CULTURE French zoo awaits permission to keep pandas


French zoo awaits permission to keep pandas

Global Times

08:10, November 06, 2019


Photo taken on June 12, 2018, shows giant pandas Huan Huan and its cub Yuan Meng play at the Beauval Zoo in Saint-Aignan, France, June 12, 2018. (Photo: IC)

Whether or not a French zoo south of Paris can keep its pandas depends largely on its ability to accommodate the endangered animal and benign cooperation with China, Chinese panda experts said Tuesday as French President Emmanuel Macron was visiting Shanghai. 

The 10-year loan of Yuan Zi and Huan Huan, expires in 2022, raising the question of an extension during Macron's visit, French news agency AFP reported on Monday.

After the two black-eyed plantigrades arrived at Beauval zoo in 2012, attendances jumped from 600,000 to 1.6 million visitors a year, its director was quoted as saying by AFP. 

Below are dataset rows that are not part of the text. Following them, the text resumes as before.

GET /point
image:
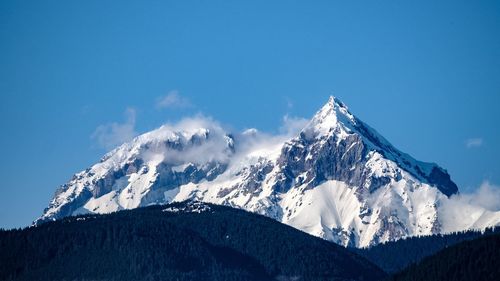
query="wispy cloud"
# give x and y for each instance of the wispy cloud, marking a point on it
(474, 142)
(110, 135)
(172, 100)
(292, 125)
(470, 210)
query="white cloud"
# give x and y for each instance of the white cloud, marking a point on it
(172, 100)
(474, 142)
(292, 125)
(473, 210)
(110, 135)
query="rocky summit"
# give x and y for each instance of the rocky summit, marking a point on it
(337, 179)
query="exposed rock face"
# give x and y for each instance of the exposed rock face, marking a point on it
(337, 179)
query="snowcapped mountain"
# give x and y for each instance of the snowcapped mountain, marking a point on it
(337, 179)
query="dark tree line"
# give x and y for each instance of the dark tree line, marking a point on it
(149, 244)
(394, 256)
(474, 260)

The French must talk to China Wildlife Conservation Association, a bureau of China's State Forestry and Grassland Administration (SFGA), an SFGA official told the Global Times on condition of anonymity on Tuesday. 

As to whether the pandas could stay, the association failed to reply to the Global Times as of press time. 

Apart from filling out all the paperwork, the zoo must offer a qualified home and living conditions for the bears, Diao Kunpeng, a panda expert at the Beijing-based NGO Shan Shui Conservation Center, told the Global Times. 

For example in 2017, Netherlands' Ouwehands Zoo built a 9,000-square-meter "Pandasia" for two Chinese bears in a traditional Chinese style at a reported cost of 7 million euros ($7.79 million).

Lending pandas to other countries helps communication, Diao said, noting pandas project Chinese soft power. 

Pandas are like ambassadors or peace envoys, he said, and "help link people from China and the recipient countries together." 

Then there's the food issue, said Zhao Huawen, founder of the Eudemonia Bank, a Chengdu-based organization dedicated to protecting panda habitats.

"A panda is very picky about what he puts into his mouth and the zoos have to import bamboo or other food from China as pandas are prone to intestinal and stomach digestion problems."

Strict rules were needed for raising pandas, Chinese internet users opined. 

"It is like letting your dear baby live in another person's house," posted one typical user on China's Quora-like platform Zhihu. 

"Of course we have to make sure it gets the best."

Benign cooperation with Beijing is also vital, as keeping pandas requires frequent exchanges between breeders, veterinarians and other professionals from the two sides, the experts noted. 

Altogether 59 pandas are living in zoos overseas, media reported.